The concept of static vs. dynamic thinking is a useful contrast. Much of the foundation of our world-view perspective depends on it. As I discuss the key differences it may bring some political, economic, and social schools of thought to mind.
Static thinking is zero-sum. For every winner there must be a loser. The pie is fixed in size, there’s only so much of it. Competition is each person scrambling to gather for himself the most he can, leaving less for others.
Static thinking is Malthusian. Each extra person is that much more drain on our resources: water, space, food. It focuses on costs, not benefits.
Static thinking is risk-averse. It follows the precautionary principle, which is non-scientific because in avoiding harm, it takes status quo for granted, failing to weigh the harm of inaction.

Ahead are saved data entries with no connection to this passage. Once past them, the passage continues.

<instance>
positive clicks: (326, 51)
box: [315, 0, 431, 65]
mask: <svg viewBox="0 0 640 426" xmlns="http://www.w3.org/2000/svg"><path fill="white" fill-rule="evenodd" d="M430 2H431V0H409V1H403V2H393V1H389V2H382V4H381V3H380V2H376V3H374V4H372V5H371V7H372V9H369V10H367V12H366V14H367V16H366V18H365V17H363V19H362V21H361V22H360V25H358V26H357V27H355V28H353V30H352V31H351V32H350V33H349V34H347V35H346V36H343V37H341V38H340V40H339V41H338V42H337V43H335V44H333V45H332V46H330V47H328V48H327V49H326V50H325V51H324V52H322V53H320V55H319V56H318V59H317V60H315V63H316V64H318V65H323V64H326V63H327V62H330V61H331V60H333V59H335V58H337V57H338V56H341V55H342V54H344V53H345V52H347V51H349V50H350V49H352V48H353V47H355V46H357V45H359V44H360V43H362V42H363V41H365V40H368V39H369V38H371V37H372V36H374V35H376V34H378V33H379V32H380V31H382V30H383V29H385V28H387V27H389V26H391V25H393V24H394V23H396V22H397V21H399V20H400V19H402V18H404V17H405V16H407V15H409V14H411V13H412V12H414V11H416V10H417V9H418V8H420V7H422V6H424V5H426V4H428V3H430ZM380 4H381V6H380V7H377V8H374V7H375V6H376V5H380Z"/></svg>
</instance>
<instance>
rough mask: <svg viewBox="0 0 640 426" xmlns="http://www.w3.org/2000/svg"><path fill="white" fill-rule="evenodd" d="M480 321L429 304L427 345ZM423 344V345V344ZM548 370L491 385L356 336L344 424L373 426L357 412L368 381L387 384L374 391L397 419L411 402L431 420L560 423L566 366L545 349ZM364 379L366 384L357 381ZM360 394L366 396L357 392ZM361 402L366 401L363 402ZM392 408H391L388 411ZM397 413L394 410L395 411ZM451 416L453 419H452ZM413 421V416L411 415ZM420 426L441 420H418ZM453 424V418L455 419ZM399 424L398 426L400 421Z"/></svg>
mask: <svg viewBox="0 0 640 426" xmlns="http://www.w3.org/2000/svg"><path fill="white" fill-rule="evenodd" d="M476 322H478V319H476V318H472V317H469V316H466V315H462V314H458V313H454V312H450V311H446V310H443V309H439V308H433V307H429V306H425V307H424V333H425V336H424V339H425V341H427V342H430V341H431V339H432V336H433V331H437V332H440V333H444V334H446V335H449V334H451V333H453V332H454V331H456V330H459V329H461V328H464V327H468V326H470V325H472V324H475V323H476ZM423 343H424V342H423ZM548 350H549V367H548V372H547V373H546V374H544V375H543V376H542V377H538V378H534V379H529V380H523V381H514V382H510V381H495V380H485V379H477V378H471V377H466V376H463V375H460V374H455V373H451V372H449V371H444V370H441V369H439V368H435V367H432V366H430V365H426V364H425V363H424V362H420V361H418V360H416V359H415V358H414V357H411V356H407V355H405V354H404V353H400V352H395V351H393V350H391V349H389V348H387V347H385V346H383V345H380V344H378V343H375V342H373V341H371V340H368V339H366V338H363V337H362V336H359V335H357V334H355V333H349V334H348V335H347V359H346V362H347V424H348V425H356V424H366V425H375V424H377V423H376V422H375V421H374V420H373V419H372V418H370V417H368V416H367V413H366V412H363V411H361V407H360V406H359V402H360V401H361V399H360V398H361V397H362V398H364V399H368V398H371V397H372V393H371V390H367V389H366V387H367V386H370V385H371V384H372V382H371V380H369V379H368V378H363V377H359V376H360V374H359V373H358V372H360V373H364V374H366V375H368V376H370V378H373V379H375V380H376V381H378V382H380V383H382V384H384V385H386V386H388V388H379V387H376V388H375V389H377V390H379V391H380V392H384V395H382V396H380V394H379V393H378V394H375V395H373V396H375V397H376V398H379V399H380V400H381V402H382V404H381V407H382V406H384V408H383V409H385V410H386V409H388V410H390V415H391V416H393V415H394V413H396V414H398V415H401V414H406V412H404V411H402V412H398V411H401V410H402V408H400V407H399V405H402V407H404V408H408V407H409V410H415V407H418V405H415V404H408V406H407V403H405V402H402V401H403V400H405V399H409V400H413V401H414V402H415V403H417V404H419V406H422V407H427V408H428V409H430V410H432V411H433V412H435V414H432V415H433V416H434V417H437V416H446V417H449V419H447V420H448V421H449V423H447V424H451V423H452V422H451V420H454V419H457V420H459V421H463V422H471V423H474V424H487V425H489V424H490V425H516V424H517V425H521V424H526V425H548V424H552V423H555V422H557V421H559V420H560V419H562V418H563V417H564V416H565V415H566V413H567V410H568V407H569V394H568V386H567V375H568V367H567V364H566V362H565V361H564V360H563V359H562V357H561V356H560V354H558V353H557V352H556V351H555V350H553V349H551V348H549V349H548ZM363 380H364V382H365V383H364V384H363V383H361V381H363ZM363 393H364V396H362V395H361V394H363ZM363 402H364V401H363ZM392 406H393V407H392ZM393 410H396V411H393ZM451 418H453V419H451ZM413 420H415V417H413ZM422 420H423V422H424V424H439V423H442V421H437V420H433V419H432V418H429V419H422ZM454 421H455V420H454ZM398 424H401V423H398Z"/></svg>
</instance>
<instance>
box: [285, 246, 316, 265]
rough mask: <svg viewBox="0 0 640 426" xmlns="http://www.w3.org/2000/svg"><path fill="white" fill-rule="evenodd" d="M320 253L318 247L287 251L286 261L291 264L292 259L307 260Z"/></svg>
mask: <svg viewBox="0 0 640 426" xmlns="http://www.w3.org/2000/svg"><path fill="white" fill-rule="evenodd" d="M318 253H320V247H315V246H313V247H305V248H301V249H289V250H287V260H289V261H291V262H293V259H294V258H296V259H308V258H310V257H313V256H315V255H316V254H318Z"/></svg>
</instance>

Static thinking is dogmatic. Taking status quo for granted with fixed values shuts out alternative perspectives and scenarios. It leads to the naive arrogance (or fatal conceit) that complex systems can be centrally manipulated and optimized.
Dynamic thinking is positive-sum. Winners win by creating something new, growing the pie. Competition is each person finding new ways to contribute, each creating more overall.
Dynamic thinking is Boserupian. Every limitation creates the incentives to overcome it. Necessity is the mother of innovation. Ingenuity outpaces demand. Each extra person increases the potential for the next big idea.
Dynamic thinking is opportunity seeking. It is scientific optimism: taking calculated risks weighted against benefits using available knowledge.
Dynamic thinking is idealistic. Applied to methods as well as to goals, it encourages thinking outside the box about what is possible. Yet dynamic thinking tempers this idealism with respect for the limits of knowledge that comes from realizing that well-functioning complex systems, both physical and social, are decentralized.